Une proposition de loi portant sur la gouvernance et la souveraineté des ressources naturelles vient d’être présentée à la commission parlementaire de l’Industrie, du Commerce, des Ressources naturelles, de l’Énergie et de l’Environnement.

Ce texte vise à instaurer des mécanismes de bonne gouvernance dans ce secteur stratégique, notamment en conditionnant tout contrat d’exploitation à l’approbation de l’Assemblée des représentants du peuple, et sa publication pour garantir la transparence.

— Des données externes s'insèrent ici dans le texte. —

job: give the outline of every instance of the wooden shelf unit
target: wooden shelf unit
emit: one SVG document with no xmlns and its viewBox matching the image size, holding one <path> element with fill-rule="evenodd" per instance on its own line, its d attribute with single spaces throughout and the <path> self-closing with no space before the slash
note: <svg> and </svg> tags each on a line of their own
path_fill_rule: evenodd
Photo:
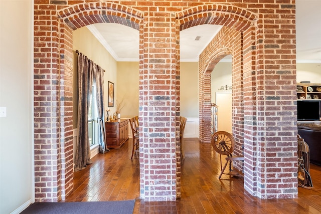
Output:
<svg viewBox="0 0 321 214">
<path fill-rule="evenodd" d="M 119 148 L 128 139 L 128 120 L 105 122 L 106 142 L 109 148 Z"/>
<path fill-rule="evenodd" d="M 299 90 L 301 88 L 302 90 Z M 312 91 L 309 91 L 310 88 L 312 89 Z M 296 97 L 298 100 L 321 100 L 321 91 L 318 91 L 318 90 L 321 91 L 321 83 L 298 83 L 296 86 Z"/>
</svg>

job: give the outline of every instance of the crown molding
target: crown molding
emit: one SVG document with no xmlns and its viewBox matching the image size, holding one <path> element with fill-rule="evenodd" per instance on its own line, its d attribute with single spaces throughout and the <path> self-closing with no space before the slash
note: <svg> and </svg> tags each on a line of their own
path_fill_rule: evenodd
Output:
<svg viewBox="0 0 321 214">
<path fill-rule="evenodd" d="M 115 52 L 112 50 L 110 46 L 109 46 L 108 43 L 107 43 L 106 40 L 105 40 L 103 37 L 101 35 L 101 34 L 97 30 L 97 28 L 96 28 L 94 26 L 93 26 L 93 25 L 90 25 L 87 26 L 86 27 L 91 32 L 94 36 L 96 37 L 96 39 L 97 39 L 98 41 L 100 42 L 101 45 L 105 48 L 107 51 L 108 52 L 108 53 L 111 55 L 114 59 L 116 60 L 116 61 L 118 62 L 120 61 L 123 61 L 120 60 Z"/>
</svg>

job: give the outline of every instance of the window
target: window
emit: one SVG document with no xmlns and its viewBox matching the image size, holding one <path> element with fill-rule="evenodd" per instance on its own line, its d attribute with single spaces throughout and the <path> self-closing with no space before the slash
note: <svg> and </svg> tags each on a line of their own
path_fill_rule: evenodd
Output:
<svg viewBox="0 0 321 214">
<path fill-rule="evenodd" d="M 96 102 L 96 86 L 93 86 L 92 92 L 89 99 L 89 110 L 88 111 L 88 135 L 89 145 L 98 144 L 98 121 L 97 110 Z"/>
</svg>

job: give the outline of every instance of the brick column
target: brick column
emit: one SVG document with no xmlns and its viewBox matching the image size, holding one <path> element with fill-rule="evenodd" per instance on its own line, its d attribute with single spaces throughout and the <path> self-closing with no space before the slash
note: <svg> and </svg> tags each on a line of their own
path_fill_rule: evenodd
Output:
<svg viewBox="0 0 321 214">
<path fill-rule="evenodd" d="M 150 8 L 155 11 L 144 20 L 139 115 L 145 201 L 176 199 L 176 23 L 171 14 L 157 11 L 164 9 Z"/>
<path fill-rule="evenodd" d="M 41 202 L 61 198 L 59 22 L 52 9 L 35 6 L 35 186 Z"/>
</svg>

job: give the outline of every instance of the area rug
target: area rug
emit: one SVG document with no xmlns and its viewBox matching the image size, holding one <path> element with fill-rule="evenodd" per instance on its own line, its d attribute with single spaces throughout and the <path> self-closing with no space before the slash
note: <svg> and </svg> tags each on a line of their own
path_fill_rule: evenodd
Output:
<svg viewBox="0 0 321 214">
<path fill-rule="evenodd" d="M 135 200 L 112 201 L 36 202 L 21 214 L 132 214 Z"/>
</svg>

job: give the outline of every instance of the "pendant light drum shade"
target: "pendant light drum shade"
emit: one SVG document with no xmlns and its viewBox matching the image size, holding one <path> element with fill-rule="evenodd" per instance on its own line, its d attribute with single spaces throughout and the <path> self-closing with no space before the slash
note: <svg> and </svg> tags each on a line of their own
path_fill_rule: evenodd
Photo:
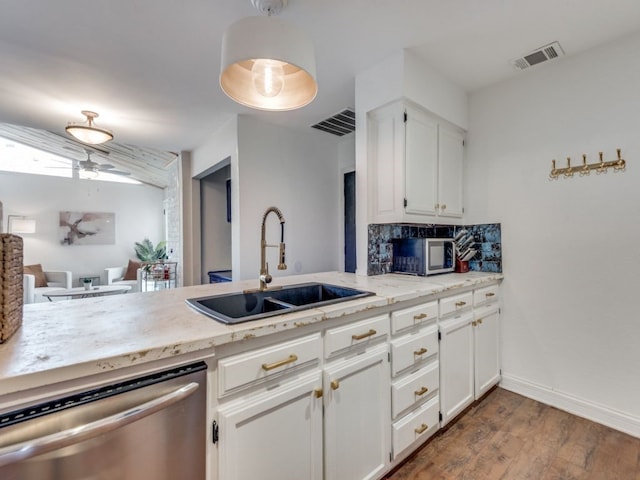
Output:
<svg viewBox="0 0 640 480">
<path fill-rule="evenodd" d="M 318 93 L 313 43 L 274 16 L 247 17 L 222 38 L 222 90 L 258 110 L 294 110 Z"/>
</svg>

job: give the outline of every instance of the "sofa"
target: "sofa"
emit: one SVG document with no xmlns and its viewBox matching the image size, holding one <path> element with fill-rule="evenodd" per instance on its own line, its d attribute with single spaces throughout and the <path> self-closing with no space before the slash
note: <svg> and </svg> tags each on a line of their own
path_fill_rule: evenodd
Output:
<svg viewBox="0 0 640 480">
<path fill-rule="evenodd" d="M 23 275 L 24 297 L 23 301 L 27 303 L 48 302 L 44 296 L 45 293 L 54 292 L 56 290 L 65 290 L 71 288 L 72 275 L 67 270 L 43 270 L 46 280 L 45 287 L 36 287 L 36 275 L 25 273 Z"/>
<path fill-rule="evenodd" d="M 106 285 L 129 285 L 131 287 L 131 290 L 129 290 L 129 293 L 134 293 L 134 292 L 139 292 L 141 290 L 141 286 L 142 286 L 142 268 L 137 267 L 135 269 L 135 276 L 136 279 L 132 280 L 132 279 L 127 279 L 125 280 L 125 277 L 127 276 L 127 270 L 129 270 L 129 278 L 131 278 L 131 264 L 125 267 L 107 267 L 104 269 L 104 276 L 105 276 L 105 284 Z"/>
</svg>

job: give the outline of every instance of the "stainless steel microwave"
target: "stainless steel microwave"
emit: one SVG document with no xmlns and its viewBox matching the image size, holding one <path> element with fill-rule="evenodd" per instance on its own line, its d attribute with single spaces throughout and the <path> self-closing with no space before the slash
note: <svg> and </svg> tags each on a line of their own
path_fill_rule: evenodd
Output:
<svg viewBox="0 0 640 480">
<path fill-rule="evenodd" d="M 451 238 L 402 238 L 393 240 L 393 271 L 411 275 L 453 272 L 455 243 Z"/>
</svg>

La proposition prévoit également la création d’un fonds souverain des ressources naturelles, destiné à préserver les droits des générations futures.

Les ressources de ce fonds seraient exclusivement orientées vers des investissements dans l’éducation, la santé, les infrastructures et les projets stratégiques.

Auditionné lundi par la commission, le représentant de l’initiative a insisté sur l’importance de la transparence, à travers la mise en place d’une plateforme électronique nationale dédiée à la publication des contrats, des revenus ainsi que des données relatives à la production et à la distribution, tout en prévoyant la criminalisation de toute falsification des données.

Il a, dans ce cadre, mis en avant la richesse et la diversité des ressources naturelles dont dispose la Tunisie, incluant le pétrole, le gaz, le phosphate, les minerais, les ressources hydriques, les forêts et les ressources marines. Il a précisé que près de 1,25 million d’hectares de forêts et 4 millions d’hectares de parcours steppiques demeurent sous-exploités.

Le représentant a également souligné la nécessité de conjuguer les efforts afin de valoriser ces ressources au service du citoyen et d’en faire un levier stratégique de développement durable et équitable.

Saluant cette initiative législative, les députés ont mis l’accent sur l’importance de ses objectifs en matière de gouvernance et de souveraineté. Ils ont toutefois insisté sur la nécessité de clarifier les concepts juridiques liés à la propriété des ressources naturelles par l’État et à leur mode de gestion, ainsi que de définir avec précision les types de contrats soumis à l’approbation parlementaire.

En conclusion, le représentant de l’initiative a appelé à un travail collectif afin d’aboutir à un texte législatif répondant aux attentes des citoyens et aux exigences de transparence et d’efficacité.